Thread é a menor unidade de execução que o sistema operacional agenda dentro de um processo. Em vez de criar um processo inteiro para cada fluxo de trabalho, uma aplicação pode criar múltiplas threads que compartilham o mesmo espaço de endereçamento, o mesmo código e vários recursos do processo, mas mantêm contexto próprio de execução, como program counter, registradores e stack.

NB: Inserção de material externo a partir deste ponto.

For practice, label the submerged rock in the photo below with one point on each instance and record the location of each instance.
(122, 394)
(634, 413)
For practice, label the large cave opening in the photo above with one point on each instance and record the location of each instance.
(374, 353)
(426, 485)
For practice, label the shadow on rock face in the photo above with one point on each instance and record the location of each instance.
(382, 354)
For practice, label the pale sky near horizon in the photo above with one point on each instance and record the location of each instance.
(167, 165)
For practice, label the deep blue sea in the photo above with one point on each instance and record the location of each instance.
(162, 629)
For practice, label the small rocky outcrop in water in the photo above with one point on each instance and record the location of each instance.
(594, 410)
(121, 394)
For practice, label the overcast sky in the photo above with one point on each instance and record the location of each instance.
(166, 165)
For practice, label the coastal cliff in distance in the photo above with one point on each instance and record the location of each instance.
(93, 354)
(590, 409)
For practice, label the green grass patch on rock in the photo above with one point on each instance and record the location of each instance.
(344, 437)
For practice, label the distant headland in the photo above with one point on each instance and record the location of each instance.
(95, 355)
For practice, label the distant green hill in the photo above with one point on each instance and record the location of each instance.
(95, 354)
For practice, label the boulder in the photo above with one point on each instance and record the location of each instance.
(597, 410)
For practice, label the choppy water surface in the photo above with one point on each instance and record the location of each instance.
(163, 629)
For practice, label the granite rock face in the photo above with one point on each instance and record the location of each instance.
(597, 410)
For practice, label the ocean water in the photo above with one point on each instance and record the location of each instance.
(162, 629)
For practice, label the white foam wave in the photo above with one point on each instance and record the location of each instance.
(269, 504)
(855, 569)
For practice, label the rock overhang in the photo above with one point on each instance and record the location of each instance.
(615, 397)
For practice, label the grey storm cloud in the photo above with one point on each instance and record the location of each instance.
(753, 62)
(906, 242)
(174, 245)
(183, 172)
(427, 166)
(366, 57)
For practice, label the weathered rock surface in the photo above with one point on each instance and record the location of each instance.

Na prática, thread é o mecanismo que permite uma aplicação fazer mais de uma coisa “ao mesmo tempo”: processar requisições, esperar I/O, atualizar interface ou executar tarefas em background sem necessariamente abrir novos processos.

Why it exists

Threads existem para reduzir o custo de concorrência dentro de uma aplicação.

Se cada atividade paralela exigisse um processo novo, o sistema teria mais overhead de criação, troca de contexto, isolamento de memória e comunicação entre unidades de execução. Threads resolvem isso ao permitir que múltiplos fluxos compartilhem recursos do mesmo processo.

Elas são úteis principalmente por quatro motivos:

  • melhoram responsividade, porque uma thread pode continuar atendendo o usuário enquanto outra espera I/O;
  • aproveitam CPUs multicore, permitindo paralelismo real quando há mais de um core disponível;
  • facilitam concorrência em tarefas independentes, como processamento de arquivos, filas e requisições HTTP;
  • tornam o compartilhamento de dados mais barato do que comunicação entre processos, embora isso aumente o risco de bugs de concorrência.

How it works

Cada thread possui contexto próprio de execução:

  • program counter;
  • register set;
  • stack.

Ao mesmo tempo, threads do mesmo processo compartilham:

  • code segment;
  • data/heap;
  • arquivos abertos;
  • sinais e outros recursos controlados pelo sistema operacional.

Isso cria um modelo híbrido: isolamento suficiente para cada fluxo continuar seu trabalho, mas compartilhamento suficiente para comunicação rápida.

Escalonamento

O scheduler do sistema operacional decide quando cada thread usa CPU. Em máquina single-core, isso gera concorrência com alternância rápida entre threads, criando a sensação de paralelismo. Em máquina multicore, diferentes threads podem realmente executar em paralelo.

User-level threads vs kernel-level threads

Existem dois modelos conceituais importantes:

  • User-Level Threads (ULT): gerenciadas em user space por uma biblioteca. São leves e rápidas para criar e trocar, mas o kernel não as enxerga individualmente.
  • Kernel-Level Threads (KLT): gerenciadas diretamente pelo kernel. O sistema operacional agenda cada thread separadamente, permitindo melhor uso de múltiplos cores e melhor tratamento de operações bloqueantes.

Trade-off principal:

  • ULT tende a ter menor overhead;
  • KLT tende a ter melhor integração com escalonamento real do sistema operacional.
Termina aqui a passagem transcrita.